Princess Puddles has been in Grand Rapids all week, undergoing her latest round of tests. The big one is the MIBG scan that identifies any wee cancer cells, anywhere in the Puddleshere. It was the test that everyone was waiting on. It was late last night, when I should have been hitting the hay instead of staring at my screen every two minutes, that the news came through that the scan was clear. I was ecstatic, and I’ve over here: I can’t imagine the relief that Gail and her family must have felt over in the States. It was the news that they so wanted to hear this side of Christmas. For everyone involved with Team Eileidh and Solving Kids Cancer, it was a magical outcome.

But there was more…

Gail took the flag over to the Helen DeVos Children’s Hospital in Grand Rapids. If she was able to get some shots with the doctors and nursing staff who are literally saving children’s lives, I knew it would be a game changer for LCFN. Gail did not disappoint. She sent back images of Eileidh’s team signing the flag, as well as some ceremonial shots on the ward. This took me right back to the Sick Kids Hospital in Belfast last year with Stephen and Leona. But this wasn’t Belfast; it wasn’t even in the UK; these photos were taken at the leading kids cancer hospital in the United States.

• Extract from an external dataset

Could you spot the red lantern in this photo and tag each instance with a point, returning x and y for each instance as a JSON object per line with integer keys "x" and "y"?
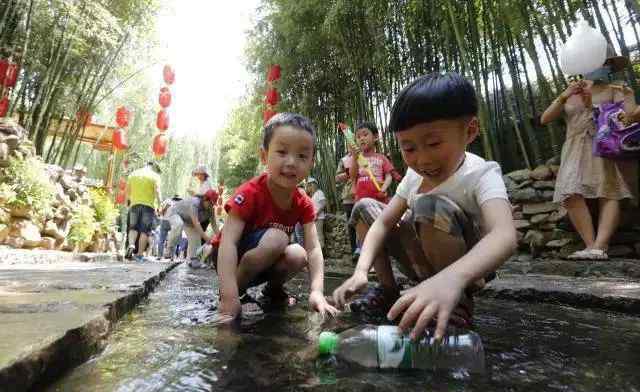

The connection was as immediate as it was important. LCFN had arrived on the world stage, courtesy of a wee girl from the Highlands that I first met in a Glasgow pub just over a year ago. I still have work to do, a lot of it, but those images told me in glorious HD technicolour that this journey has been so worth it.

The flag will be coming home tomorrow, with Eileidh, and I’ll be at Glasgow Airport before dawn to welcome them home. But the flag has a busy social life all of its own, and no sooner than it’s back on Scottish soil than it’ll be jetting off again. For tomorrow night, it heads out to Poland to spend Christmas with the 50 or so LCFN supporters who live over there. That itself will be a poignant moment because Maya Zubal, who’s currently fighting neuroblastoma in London, supported by her parents Agnieszska and Rafal, hails from Poland. LifeCycleForNeuroblastoma has come full circle. My thanks go out to Anna and Krys for taking on the onerous responsibility of looking after the flag child.

And so, as ever, to the miles:

I really don’t want to look back over the whole year because that will be coming up in the 2015 Greatest Hits album over the festive period, but suffice to say that after hammering my wee leggies took this week, the report card reads:

This week: 274

This month: 660

This year: 9,147

But that doesn’t tell half the story…

January thru April totalled 1,570

May thru August brought up 3,634

September thru December slammed in 3,943

I have not missed a single scheduled day on the bike since April. I’ve been averaging 52.6 miles for every working day since the start of September. These are numbers that I didn’t know I was capable of: but then a year ago I didn’t know that a fragile wee two year old who I labelled Princess Puddles after her post hailstorm antics at Celtic Park, was capable of fighting off the deadliest form of childhood cancer. And doing so with a smile on her face.

But the finale of this blog, this special blog, belongs to Snuffs McShuggie. Last night, on the eve of finishing up for Christmas, I shared on Facebook my favourite Christmas song of all time. I was a black American Motown and Soul kid in the 60’s and the Phil Spector Christmas album remains for me the definitive work at this time of year. So last night I shared Darlene Love’s all time classic track and McSnuffie came right back at me with the assertion that in her family, it was a tradition to watch Darlene perform it live on the David Letterman Show (which she did every year for consecutive 28 years, by the way, until Letterman retired).